Worksheet: Space report
Create a road trip style game, experimenting with the different uses of subordinate clauses.
Identify subordinate clauses in the text, and classify them by their use. For example, to express a condition (e.g. “Two movie astronauts, hurtling through space, sit down to breakfast”) or to link two ideas in terms of various time relations (e.g. “Star Trek was originally a science fiction TV series that aired over fifty years ago,” “While watching one particular episode, Cooper’s eye was caught by a small piece of space age gadgetry,” and, “Science finally caught up with science fiction forty-two years later when Apple produced the first real iPad”). Examine other texts in this issue, identifying additional functions of subordinate clauses. For example, to provide a reason (e.g. “I can’t chicken out because I would never hear the end of it, so I stay silent,” from The Wild Mouse) or to state a purpose (e.g. “He had been so lost in them that he had failed to get back to work on time,” from The Time-thief).

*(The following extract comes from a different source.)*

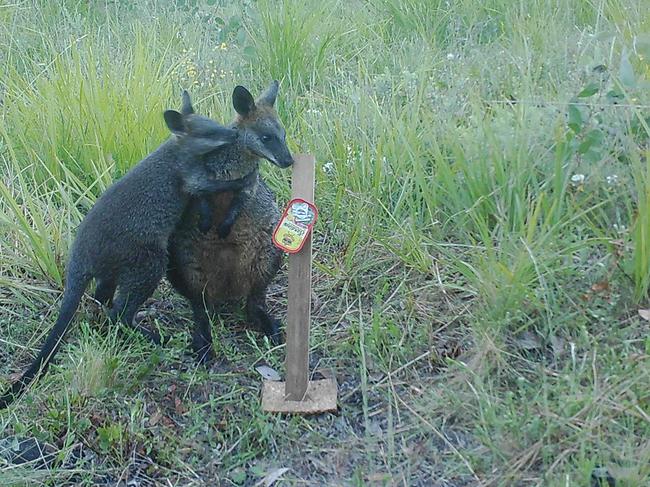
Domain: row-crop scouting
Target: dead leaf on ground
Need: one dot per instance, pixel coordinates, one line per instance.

Play a quick game based on an idea from the text Road Trip Games, also found in this issue of Orbit! You could adapt ‘word chain’ for example. One person should create a complex sentence, featuring one of the types of subordinate clauses identified earlier (e.g. to provide a reason, such as, ‘I will let you borrow my toy because I don’t need it at the moment’). The next player must first also create a complex sentence featuring a subordinate clause that provides a reason, before creating a second sentence with a different type of subordinate clause (e.g. to state a purpose, such as, ‘I hung back after class to talk to the teacher’). Repeat this process, first including the same style of subordinate clause as the previous player before selecting an additional type and including it in a sentence.
Instruct students to create their own subordinate clause game, differentiating between the different purposes of subordinate clauses. Again, they can use the Road Trip Games text for stimulus.

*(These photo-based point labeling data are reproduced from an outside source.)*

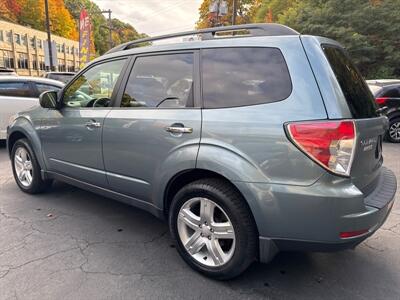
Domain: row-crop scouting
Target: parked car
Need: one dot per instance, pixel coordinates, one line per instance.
(20, 93)
(60, 76)
(247, 145)
(7, 72)
(387, 96)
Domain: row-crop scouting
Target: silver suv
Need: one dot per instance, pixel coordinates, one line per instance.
(249, 140)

Conduct a fictitious interview, detailing the wide-spread usage of a product dreamed up in the 1960s.
Infer what this text reveals about historical and cultural contexts (that people fifty years ago imagined ideas for technology that would allow them to talk to each other and share news items, that writers and creators at the time dreamed up futuristic technology to include in cultural contexts such as television, that people strived to invent ideas they saw in cultural contexts).
View the theme song to The Jetsons, produced in the 1960s but set in the future. Identify imagined inventions of the future (e.g. a flying vehicle that transports passengers, releasing them in transparent pods before folding into the size of a briefcase). Imagine the flying vehicle has become a reality and is in wide spread use. Create a fictitious interview with the inventor, detailing how the show, The Jetsons, was the inspiration behind their incredible invention. Record the interview on video recording software, in the style of a television interview.
Research arguments for and against technology use amongst children and young people and develop the text to include a clear position on the debate.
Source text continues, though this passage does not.